А она: «Ничего вы в таком случае в московском футболе не понимаете».

Я ей опять говорю: «Ну, это положим».

А она рассердилась: «Что это вы заладили, как сорока: «положим», «положим»? Что у вас - других слов нету?»

А я ей: «Что вы, - говорю, - товарищ девушка, я и другие слова знаю. Например…- тут я ей, братцы, в самые глаза глянул, да как ляпнул: - например, вы мне очень нравитесь».

И рассмеялся. Совестно стало.

А она как покраснеет и говорит: «Ну, это положим».

А потом спохватилась, что повторяет мои слова, и тоже рассмеялась. А я смотрю на нее и радуюсь, и мне становится необыкновенно весело.

«А откуда, - спрашиваю, - вам моя фамилия известна?»

Она говорит: «Мне девчата сказали. Я вас уже давно приметила».

«А я, - говорю, - всегда тоже наблюдаю, как вы бегаете».

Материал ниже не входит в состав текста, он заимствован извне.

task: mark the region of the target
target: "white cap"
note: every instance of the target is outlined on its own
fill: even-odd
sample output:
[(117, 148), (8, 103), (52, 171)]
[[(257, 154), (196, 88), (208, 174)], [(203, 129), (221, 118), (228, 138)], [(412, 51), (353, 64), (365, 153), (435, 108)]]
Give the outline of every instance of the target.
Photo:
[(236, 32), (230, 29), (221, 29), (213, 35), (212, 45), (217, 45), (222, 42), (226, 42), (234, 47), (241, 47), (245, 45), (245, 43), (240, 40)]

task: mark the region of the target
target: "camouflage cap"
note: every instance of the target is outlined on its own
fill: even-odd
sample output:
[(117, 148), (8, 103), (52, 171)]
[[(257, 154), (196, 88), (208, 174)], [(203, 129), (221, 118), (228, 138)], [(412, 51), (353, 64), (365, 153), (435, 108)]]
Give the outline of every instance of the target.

Она говорит: «Ну, это вы сейчас придумали».

Тут я, чтобы она чересчур много про себя не думала, говорю: «Нет, ей-богу, наблюдаю. Но только вы еще не очень хорошо бегаете. Еще вам до рекордов далеко».

Другая бы рассердилась на такие слова, а она без всякой досады мне возражает: «Я не для рекордов бегаю, товарищ Вернивечер, а для здоровья».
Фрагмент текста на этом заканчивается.